And it wasn’t just the sex.

It was how well she was playing her role. How perfectly she adapted. How she rose to every challenge. How she winked and flirted with all of those journalists when they’d thought she’d cower and run at their questions.

When Wallace had called her his good-luck charm, it had all been hammered home and in one fell swoop, he ended it. Because he was using her in every way.

And if he wanted to argue with himself, defend his actions by claiming to care for her, that was even worse. Because it was a lie he was telling himself.

He didn’t care for people. Not like Ryan would want to be cared for.

Loved. She would want to be loved.

And he didn’t know how to do that.

So the least he could do was try and protect her from his family.

Downstairs the floor creaked, and he shook his head clear from his thoughts and forced himself to settle back into his work.

Buried between press releases, updated schedules from weeks ago, and Wallace’s efforts to get a group of staffers to play basketball on the weekends, he found a series of emails from Ruth Corlo, mother of Michael, the boy in the kindergarten class he and Ryan had visited shortly after their marriage.

Michael had been sitting alone while Ryan read the story to the class and there had been something about the boy’s posture that he recognized, the sideways glances at the group and the stubborn set of his shoulders. He wanted to join the group of kids sitting at Ryan’s knee, but something had been holding him back. Weighing him down.

It didn’t take much to get it out of Michael; he was just a kid, after all.

Michael had told him that his dad was coming home from Iraq and his mom was scared, because the last time he’d come home all they did was yell at each other.

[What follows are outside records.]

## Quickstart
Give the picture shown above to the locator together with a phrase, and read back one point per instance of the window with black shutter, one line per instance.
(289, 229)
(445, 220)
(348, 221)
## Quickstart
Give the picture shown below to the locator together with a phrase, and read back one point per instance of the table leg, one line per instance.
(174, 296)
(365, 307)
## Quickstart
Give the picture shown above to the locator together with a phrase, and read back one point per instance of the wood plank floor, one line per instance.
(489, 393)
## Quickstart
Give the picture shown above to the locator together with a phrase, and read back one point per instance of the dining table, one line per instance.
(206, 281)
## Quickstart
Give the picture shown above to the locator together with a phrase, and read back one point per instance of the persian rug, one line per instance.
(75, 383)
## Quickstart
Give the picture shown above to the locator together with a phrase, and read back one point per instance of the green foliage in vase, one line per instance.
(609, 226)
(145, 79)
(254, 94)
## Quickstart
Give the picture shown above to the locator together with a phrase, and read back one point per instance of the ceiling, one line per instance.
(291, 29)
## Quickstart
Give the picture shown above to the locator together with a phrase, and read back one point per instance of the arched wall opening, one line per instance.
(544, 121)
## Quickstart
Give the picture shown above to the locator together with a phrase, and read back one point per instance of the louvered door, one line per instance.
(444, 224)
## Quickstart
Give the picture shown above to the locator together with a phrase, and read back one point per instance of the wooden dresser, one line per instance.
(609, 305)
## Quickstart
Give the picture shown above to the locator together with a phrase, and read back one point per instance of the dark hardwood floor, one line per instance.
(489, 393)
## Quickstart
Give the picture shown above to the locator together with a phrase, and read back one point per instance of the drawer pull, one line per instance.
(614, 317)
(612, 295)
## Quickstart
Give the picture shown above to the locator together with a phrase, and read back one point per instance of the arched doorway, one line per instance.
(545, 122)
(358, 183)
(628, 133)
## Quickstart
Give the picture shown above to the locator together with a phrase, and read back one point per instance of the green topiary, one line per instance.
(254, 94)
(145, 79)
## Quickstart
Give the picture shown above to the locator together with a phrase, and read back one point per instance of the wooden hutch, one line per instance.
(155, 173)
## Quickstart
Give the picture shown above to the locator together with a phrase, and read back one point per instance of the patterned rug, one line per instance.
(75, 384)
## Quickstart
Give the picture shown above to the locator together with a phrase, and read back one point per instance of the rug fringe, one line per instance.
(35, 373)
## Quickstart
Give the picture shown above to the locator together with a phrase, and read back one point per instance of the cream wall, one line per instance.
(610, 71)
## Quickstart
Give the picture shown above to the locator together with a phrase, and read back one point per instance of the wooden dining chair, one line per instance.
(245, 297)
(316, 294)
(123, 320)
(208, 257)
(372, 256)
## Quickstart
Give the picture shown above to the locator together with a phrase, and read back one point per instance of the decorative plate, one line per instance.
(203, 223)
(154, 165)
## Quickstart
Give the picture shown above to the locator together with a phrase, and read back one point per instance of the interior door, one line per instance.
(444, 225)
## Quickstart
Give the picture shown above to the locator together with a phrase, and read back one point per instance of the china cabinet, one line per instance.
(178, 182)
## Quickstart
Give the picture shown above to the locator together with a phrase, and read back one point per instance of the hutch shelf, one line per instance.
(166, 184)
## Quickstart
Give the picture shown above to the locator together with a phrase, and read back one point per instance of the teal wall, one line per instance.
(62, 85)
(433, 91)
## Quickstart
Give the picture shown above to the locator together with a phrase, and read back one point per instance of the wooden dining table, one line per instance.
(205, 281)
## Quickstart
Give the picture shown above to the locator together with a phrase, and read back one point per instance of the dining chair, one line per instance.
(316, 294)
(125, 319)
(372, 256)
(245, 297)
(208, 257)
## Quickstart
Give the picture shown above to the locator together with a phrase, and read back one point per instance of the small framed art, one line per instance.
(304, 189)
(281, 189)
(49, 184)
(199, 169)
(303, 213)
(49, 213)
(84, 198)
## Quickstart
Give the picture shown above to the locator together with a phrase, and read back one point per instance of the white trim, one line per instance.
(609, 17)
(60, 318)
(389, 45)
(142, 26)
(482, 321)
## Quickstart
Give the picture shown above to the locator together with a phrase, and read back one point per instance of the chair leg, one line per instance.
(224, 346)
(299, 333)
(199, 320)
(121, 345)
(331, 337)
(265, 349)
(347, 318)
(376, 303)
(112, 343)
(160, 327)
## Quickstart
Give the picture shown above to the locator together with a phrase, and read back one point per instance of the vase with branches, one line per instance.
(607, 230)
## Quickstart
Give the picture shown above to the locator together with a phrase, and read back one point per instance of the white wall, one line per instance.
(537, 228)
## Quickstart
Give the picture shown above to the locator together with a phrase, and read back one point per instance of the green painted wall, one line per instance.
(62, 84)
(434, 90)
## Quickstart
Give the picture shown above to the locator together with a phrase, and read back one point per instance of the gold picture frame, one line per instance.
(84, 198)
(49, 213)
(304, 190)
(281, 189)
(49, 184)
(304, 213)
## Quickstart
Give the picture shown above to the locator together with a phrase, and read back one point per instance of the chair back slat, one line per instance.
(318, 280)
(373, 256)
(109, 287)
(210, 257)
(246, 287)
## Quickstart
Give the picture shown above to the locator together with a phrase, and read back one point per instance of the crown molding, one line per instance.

He’d given Mrs. Tellier his card to give to Michael’s mother. She’d emailed right away and he’d tried to answer her questions personally, but lately he’d just been too busy, so he got the acting director of VetAid to step in.

Ruth Corlo had just sent him a thank-you note for his help.

Things aren’t great
, she wrote,
and might not be for a long time. But they are better, thanks to you and your organization
.

When he started VetAid, he’d gotten drunk on the very specific pleasure that came from seeing a need and being able to fill it.

But those moments in the campaign, after events when he and Ryan stood onstage or walked through a community center, talking to people and shaking hands and answering questions. The policy meetings with Wallace, the staff meetings, the ideas and brainstorming. The plans. They felt right on a whole different level.

And Congress, Washington, D.C., whatever trajectory followed, he couldn’t wait. His sister once told him that the work she did, the stuff in the camps, the disaster relief—she felt compelled to do it. Like she was more herself in those situations than at any other time.

That was exactly how he’d felt these last five weeks. More himself, his purpose fulfilled.

There was a scratch at the door to his den just before Ryan poked her head in.

“You busy?” she asked.

Yes
, he thought, the sight of her filling him with a sort of panic. Busy ignoring her. Busy trying to pull this desire for her out by its corrupt roots.

“No, I’m not busy,” he said, pushing away from his laptop. He shoved the pile of dirty dishes on the corner of his desk behind the printer and grabbed the socks off the floor and threw them in the shadows in the corners.

“I’ve been doing some research,” she said, stepping onto a rug just inside the room. “And I am not going to go to Washington with you.”

Chapter 23

“Once you are elected, you have to go back and forth from Washington, D.C., to Atlanta a few times a year to keep everyone happy,” she continued. “But I can stay and take some psychology classes at Georgia Tech, maybe help out at the food bank …”

“And not have to suffer living with me?” He tried to make it a joke, but it didn’t come out that way and they both knew it.

The room was hushed, the moment heavy, and he didn’t know what to say about it. Or do about it.

Every time he looked at her, all he was aware of was how much he wanted her and how wrong that felt.

“That good-luck charm thing,” she said. “You know it’s not true. You’re ahead because you’re the right guy for the job. And the world knows those ads are bullshit.”

He waved it off. Painfully. Her being good luck had been true, and now it seemed he was working hard to make it untrue.

And she’d backed right off since that Monday. Choosing not to come with him on any more events unless he asked.

And then he’d stopped asking.

Why, he was not sure.

Because I want her to be beside me because she wants to be
.

That sounded ridiculous; he understood that. They’d signed a contract. He was in fact paying her.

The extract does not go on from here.